Septal localization of phosphatidylserine synthase, CL synthase, and phosphatidylglycerophosphate synthase in B. subtilis cells. (A) Typical images of localization of GFP fusions. Cells of the B. subtilis strains harboring the gfp fusions in the amyE locus were cultivated in DSM. They were induced with 0.5 mM citrate for PssA-GFP (A-1) or 0.1% xylose for GFP-PgsA (A-2), GFP-ClsA (A-3), and ClsA⁺⁹-GFP (A-4). The cells were harvested in the late logarithmic growth phase and subjected to fluorescence microscopy as described in Materials and Methods. Green fluorescence from the GFP fusions was detected by using a standard GFP(R)-BP filter unit. Exposure times were 3 to 5 s.
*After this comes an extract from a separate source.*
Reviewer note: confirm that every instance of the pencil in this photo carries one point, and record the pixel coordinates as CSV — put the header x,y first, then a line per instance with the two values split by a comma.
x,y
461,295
Cells of SDB1220 harboring the PssA-GFP fusion under the natural promoter were cultivated to late log phase (B-1 and B-2), stage T2 (B-3 and B-4), and stage T3 (B-5). Cells of SDB1209 harboring the ClsA-GFP fusion under the natural promoter were cultivated to late log phase (C-1 and C-2). Exposure times were 2 to 3 s.

FIG. 5.

Septal localization of other lipid synthases in B. subtilis cells. Cells of the B. subtilis strains harboring gfp fusions in the amyE locus were cultivated in DSM up to the late logarithmic growth phase. The cells were harvested and subjected to fluorescence microscopy as described in Materials and Methods. The pDHCMGFP vector (A) and the fusions GpsA-GFP (B) and UgtP-GFP (H) were induced with 0.1 mM citrate. Fusions GFP-YhdO (C), GFP-CdsA (D), GFP-Psd (E), GFP-MprF (F), and GFP-DgkA (G) were induced with 0.1% xylose.

FIG. 6.

FtsZ-dependent localization of PE- and CL-rich domains and phospholipid synthases in B. subtilis cells. (A) Cells of the SDB1010F [amyE::(PcitM-pssA-gfp) Pspac-ftsZ)] strain harboring the fusion gene for PssA-GFP were cultivated in DSM containing 3 mM IPTG and 0.5 mM citrate. Depletion of FtsZ by removal of IPTG gave rise to filamentous cells. The cells were harvested at 0 h (A-1), 2 h (A-2), and 3 h (A-3) after removal of IPTG and subjected to fluorescence microscopy as described in Materials and Methods. The filamentous cells of ASK510 (Pspac-ftsZ) harvested at 4 h after removal of IPTG were subjected to the process for visualization of PE (A-4) as described in Materials and Methods. (B) Cells of the strain SDB1109T [ts1(ftsZ1) amyE::(Pxyl-clsA⁺⁹-gfp)] were cultivated in DSM containing 0.1% xylose. The cells were harvested at 2 h after the temperature shift to 49°C, and localization of ClsA⁺⁹-GFP (B-1) was observed as described in Materials and Methods. The filamentous cells of the ts1 strain harvested at 1 h (B-2) and at 2 h (B-3) after the temperature shift were subjected to the process for visualization of CL. For visualization of PE (B-4), the filamentous cells harvested at 2 h after the temperature increase were processed as described in Materials and Methods.